I should get a “real job.” I should settle down. I’m too old/young for that is a classic one. But here’s the thing: there is no age restriction for sailing around the world or climbing Half Dome in Yosemite or writing a book or starting your own company. We limit our opportunities by placing bookends on what we can and cannot do based on our age, our careers, or our relationships. Goals get put on the back-burner because we file them away into these make-believe categories.
But think about how many opportunities would open up if we took off these bookends and allowed ourselves the freedom to think that it’s possible. Let me tell you that in the Ironman World Championships race in Hawaii, there is a category for 80+ year olds. If an 80 year old can do an Ironman—and race the damn thing—I think I can give it a shot.
(Need some inspiration? Watch the video below.)

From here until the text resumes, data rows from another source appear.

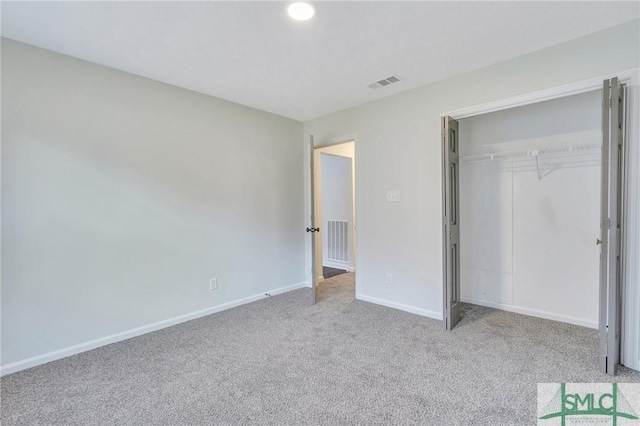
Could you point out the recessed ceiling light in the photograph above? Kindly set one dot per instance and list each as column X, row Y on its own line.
column 301, row 11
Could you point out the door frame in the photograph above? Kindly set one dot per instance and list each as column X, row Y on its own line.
column 584, row 86
column 324, row 143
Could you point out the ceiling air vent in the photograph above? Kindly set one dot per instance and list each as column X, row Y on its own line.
column 385, row 82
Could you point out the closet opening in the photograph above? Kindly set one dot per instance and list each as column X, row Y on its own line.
column 532, row 217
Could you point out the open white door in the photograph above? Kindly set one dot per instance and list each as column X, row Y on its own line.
column 611, row 225
column 450, row 228
column 313, row 230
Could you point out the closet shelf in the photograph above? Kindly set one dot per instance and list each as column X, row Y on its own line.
column 534, row 152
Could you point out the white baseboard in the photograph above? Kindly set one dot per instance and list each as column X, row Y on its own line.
column 531, row 312
column 102, row 341
column 400, row 306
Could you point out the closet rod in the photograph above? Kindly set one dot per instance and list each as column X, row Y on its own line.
column 534, row 152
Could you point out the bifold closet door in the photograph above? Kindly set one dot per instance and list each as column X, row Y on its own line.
column 450, row 228
column 610, row 226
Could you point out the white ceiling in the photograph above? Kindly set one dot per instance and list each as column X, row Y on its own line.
column 252, row 53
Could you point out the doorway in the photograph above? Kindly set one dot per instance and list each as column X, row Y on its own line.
column 525, row 192
column 334, row 219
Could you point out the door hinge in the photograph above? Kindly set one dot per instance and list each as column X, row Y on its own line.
column 608, row 102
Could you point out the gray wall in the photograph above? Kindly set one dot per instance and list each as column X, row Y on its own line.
column 122, row 196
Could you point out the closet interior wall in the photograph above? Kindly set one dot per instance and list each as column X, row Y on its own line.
column 529, row 209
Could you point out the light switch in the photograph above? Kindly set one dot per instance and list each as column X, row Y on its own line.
column 393, row 196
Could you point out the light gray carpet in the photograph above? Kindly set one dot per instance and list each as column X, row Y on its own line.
column 279, row 361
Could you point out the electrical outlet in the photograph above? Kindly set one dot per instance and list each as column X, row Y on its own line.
column 213, row 284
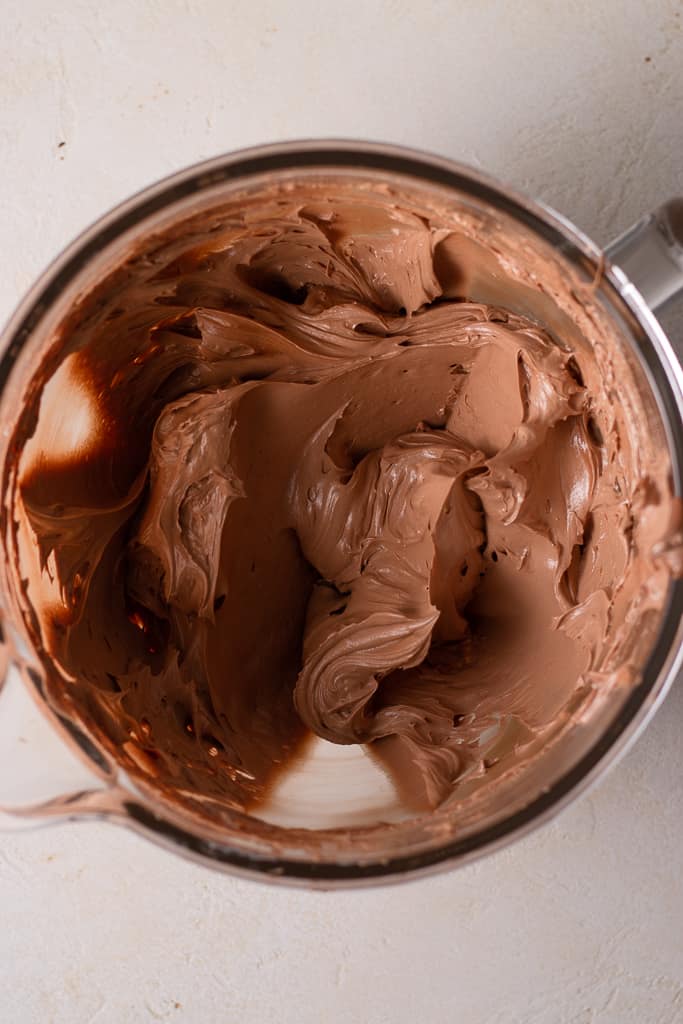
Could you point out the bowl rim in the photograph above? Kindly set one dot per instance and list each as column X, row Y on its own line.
column 653, row 350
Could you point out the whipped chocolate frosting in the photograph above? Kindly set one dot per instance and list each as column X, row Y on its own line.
column 288, row 475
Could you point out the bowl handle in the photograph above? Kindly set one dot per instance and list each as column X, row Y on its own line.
column 650, row 254
column 46, row 772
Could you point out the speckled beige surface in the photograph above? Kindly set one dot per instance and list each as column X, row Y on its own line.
column 580, row 103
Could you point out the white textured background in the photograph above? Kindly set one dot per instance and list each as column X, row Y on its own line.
column 579, row 102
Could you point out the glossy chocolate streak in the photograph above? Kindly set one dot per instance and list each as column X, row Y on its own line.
column 302, row 483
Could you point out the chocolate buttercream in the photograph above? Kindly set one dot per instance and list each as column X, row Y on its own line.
column 289, row 476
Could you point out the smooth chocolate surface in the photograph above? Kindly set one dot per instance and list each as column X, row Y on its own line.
column 290, row 477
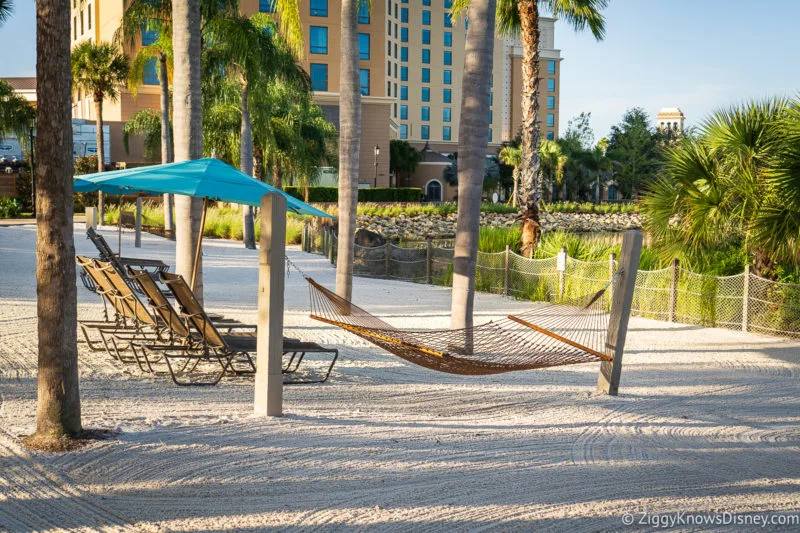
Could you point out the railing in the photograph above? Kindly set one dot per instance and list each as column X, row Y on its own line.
column 743, row 302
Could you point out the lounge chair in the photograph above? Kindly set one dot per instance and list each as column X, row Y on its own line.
column 225, row 349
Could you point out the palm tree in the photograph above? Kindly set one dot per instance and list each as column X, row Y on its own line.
column 58, row 414
column 472, row 144
column 99, row 69
column 152, row 16
column 349, row 146
column 737, row 181
column 512, row 156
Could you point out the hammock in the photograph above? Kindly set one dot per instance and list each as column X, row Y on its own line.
column 570, row 332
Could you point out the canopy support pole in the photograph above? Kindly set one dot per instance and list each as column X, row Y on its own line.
column 610, row 371
column 268, row 397
column 199, row 248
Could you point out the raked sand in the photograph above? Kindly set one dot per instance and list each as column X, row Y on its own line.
column 707, row 420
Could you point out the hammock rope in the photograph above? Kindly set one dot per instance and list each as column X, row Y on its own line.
column 570, row 332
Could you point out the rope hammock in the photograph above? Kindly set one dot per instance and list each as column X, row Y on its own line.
column 570, row 332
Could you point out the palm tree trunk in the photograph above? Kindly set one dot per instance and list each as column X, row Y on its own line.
column 166, row 141
column 529, row 26
column 188, row 128
column 98, row 112
column 246, row 165
column 472, row 144
column 58, row 411
column 349, row 145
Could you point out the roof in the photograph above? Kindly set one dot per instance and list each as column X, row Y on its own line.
column 21, row 84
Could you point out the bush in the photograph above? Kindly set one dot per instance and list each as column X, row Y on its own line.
column 8, row 208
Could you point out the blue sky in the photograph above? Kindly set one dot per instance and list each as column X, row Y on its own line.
column 698, row 55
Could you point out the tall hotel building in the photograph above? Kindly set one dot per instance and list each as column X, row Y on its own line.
column 412, row 58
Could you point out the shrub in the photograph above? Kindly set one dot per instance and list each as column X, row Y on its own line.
column 8, row 208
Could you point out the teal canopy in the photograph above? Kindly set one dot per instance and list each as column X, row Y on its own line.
column 202, row 178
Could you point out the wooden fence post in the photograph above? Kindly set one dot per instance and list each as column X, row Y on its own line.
column 610, row 372
column 428, row 258
column 507, row 266
column 746, row 300
column 673, row 290
column 137, row 240
column 268, row 398
column 561, row 266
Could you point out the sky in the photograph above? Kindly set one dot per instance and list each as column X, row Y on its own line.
column 699, row 55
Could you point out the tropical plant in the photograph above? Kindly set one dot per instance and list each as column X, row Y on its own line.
column 58, row 413
column 521, row 18
column 738, row 180
column 98, row 70
column 472, row 145
column 403, row 160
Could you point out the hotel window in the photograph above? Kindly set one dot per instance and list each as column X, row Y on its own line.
column 150, row 73
column 319, row 8
column 363, row 13
column 148, row 36
column 363, row 45
column 319, row 77
column 319, row 39
column 364, row 75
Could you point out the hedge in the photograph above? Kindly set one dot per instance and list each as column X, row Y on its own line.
column 380, row 194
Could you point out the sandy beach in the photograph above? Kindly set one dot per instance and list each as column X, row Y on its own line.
column 707, row 421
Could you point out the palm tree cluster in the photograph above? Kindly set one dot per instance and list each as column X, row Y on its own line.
column 737, row 182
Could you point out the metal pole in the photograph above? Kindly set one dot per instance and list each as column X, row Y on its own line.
column 268, row 397
column 610, row 371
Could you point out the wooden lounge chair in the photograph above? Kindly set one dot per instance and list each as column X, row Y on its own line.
column 228, row 349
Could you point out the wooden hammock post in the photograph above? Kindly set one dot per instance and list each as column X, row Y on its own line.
column 673, row 290
column 505, row 277
column 271, row 271
column 428, row 253
column 610, row 372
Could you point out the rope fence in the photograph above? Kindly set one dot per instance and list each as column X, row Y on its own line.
column 743, row 302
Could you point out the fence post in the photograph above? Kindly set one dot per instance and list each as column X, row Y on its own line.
column 746, row 300
column 388, row 259
column 610, row 371
column 505, row 277
column 561, row 266
column 673, row 290
column 428, row 258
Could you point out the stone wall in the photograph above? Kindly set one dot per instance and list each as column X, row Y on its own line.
column 443, row 226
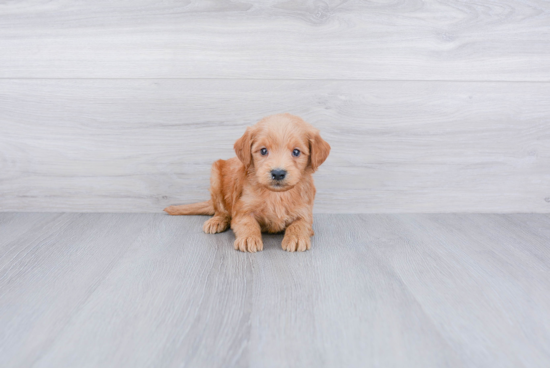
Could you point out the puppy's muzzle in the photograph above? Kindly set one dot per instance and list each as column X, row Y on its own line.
column 278, row 174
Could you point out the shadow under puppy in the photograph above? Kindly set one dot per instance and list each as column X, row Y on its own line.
column 268, row 187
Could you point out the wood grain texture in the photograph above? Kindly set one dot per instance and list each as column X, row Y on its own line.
column 367, row 40
column 139, row 145
column 148, row 290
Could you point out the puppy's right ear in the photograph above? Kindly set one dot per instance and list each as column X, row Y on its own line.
column 242, row 147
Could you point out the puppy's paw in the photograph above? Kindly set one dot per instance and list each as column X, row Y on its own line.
column 250, row 244
column 294, row 243
column 215, row 225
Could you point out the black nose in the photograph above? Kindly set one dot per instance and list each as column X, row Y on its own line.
column 278, row 174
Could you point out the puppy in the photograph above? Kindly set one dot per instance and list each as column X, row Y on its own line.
column 268, row 187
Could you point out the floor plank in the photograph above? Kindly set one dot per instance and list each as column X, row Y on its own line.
column 139, row 145
column 409, row 290
column 366, row 40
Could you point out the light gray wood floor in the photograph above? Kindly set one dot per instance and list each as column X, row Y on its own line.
column 148, row 290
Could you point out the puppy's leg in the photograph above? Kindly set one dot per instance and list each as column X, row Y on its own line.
column 298, row 236
column 221, row 219
column 248, row 234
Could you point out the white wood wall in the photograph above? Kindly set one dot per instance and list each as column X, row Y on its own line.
column 434, row 106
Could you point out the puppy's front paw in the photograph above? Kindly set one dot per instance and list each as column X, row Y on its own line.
column 294, row 243
column 250, row 244
column 215, row 225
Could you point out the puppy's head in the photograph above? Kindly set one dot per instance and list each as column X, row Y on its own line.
column 280, row 149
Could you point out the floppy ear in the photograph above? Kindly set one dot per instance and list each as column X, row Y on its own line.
column 242, row 147
column 318, row 150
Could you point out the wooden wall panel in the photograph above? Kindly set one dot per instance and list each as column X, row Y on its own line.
column 359, row 40
column 138, row 145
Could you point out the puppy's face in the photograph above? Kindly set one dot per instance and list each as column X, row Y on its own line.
column 281, row 149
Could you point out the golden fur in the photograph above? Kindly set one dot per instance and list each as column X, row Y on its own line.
column 245, row 196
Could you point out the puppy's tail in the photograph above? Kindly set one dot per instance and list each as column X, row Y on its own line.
column 201, row 208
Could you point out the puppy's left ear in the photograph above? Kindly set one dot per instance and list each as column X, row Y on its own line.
column 318, row 150
column 242, row 147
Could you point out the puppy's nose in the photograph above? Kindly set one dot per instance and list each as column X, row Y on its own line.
column 278, row 174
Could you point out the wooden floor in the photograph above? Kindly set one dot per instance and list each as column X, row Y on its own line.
column 149, row 290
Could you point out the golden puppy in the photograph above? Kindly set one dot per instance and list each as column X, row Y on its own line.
column 267, row 187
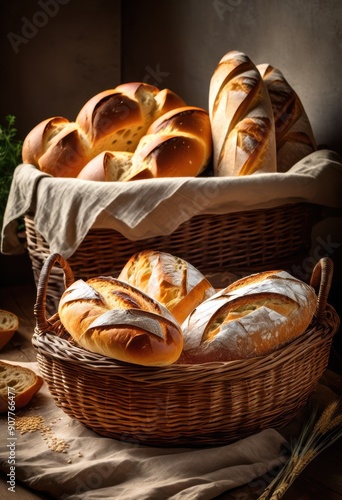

It’s only when you let go of these restrictions that adventure starts to fall into place. You find that epic runs in the rain are awesome. That sliding down a mountain in the snow until you can’t feel your body because it’s so cold is just about the greatest thing since Slip N’ Slides. And singing to the Spice Girls and dancing until your legs are sore and voice is hoarse the next day is the best form of making a fool of yourself.
The more goals you file away under these “categories,” of what you should be doing based on your age, relationship, or job, the more untouched adventures accumulate, and the easier it is to settle down into the norm, to the temporary satisfaction of “one days.”
So go skinnydipping. Do karaoke. Plan a roadtrip. Build a fort in the living room. Have a snowball fight.
6. Option paralysis.
Sometimes when we try to figure out what we want to do we end up with so many options that we’re left more confused than we were in the first place. (And anyone who knows me knows that I am the guiltiest with this one. Ask me to make a decision and I’ll ask you to get comfortable because it could take a while.)
Well, I want to do A but I can't do that if I want to do B. And that conflicts with plan C… And so on. We’re left with so many options that we freeze up thinking about the choices we have in front of us and the decision we need to make. It's like being in a candy shop when we were seven and having the freedom to choose anything we want but only one thing. What do we dooooo?!
The good news is, we’ve gotten through Step 1: Figuring out our options. Step 2 is the hard part: Deciding.
So what do we do when we have 100 different options in front of us? Start with baby steps. We don't need to digest it all at once. Take a breath and start breaking it apart. Need to keep working at your current job for a bit but want to eventually study in Paris? Take a night and weekend French class while you work and save up some money. Want to earn your degree in Psychology but want to travel? Be a weekend warrior and check out all the local awesome trails and nearby nature on the weekends while you kick ass at school. Want to sail around the world being a pastry chef? Take some sailing lessons while you go to culinary school (and feel free to send me some pastries).
The truth is, we’re not going to accomplish all of our goals in one go. Patience is a virtue, and one that I am far, far away from mastering. Start by writing down what you want to accomplish now and work your way to where you want to go. It's okay if it looks like your thoughts just puked everything out on paper and nothing makes sense; it's a process. Be open to altering what you want—your goals and thoughts will probably change down the road anyways.
And after all, hard-defined plans are overrated. The important part is to start moving, to set the decision-making process in motion, and to not let paralysis come between you and your goals.
Relax, breathe, and start somewhere.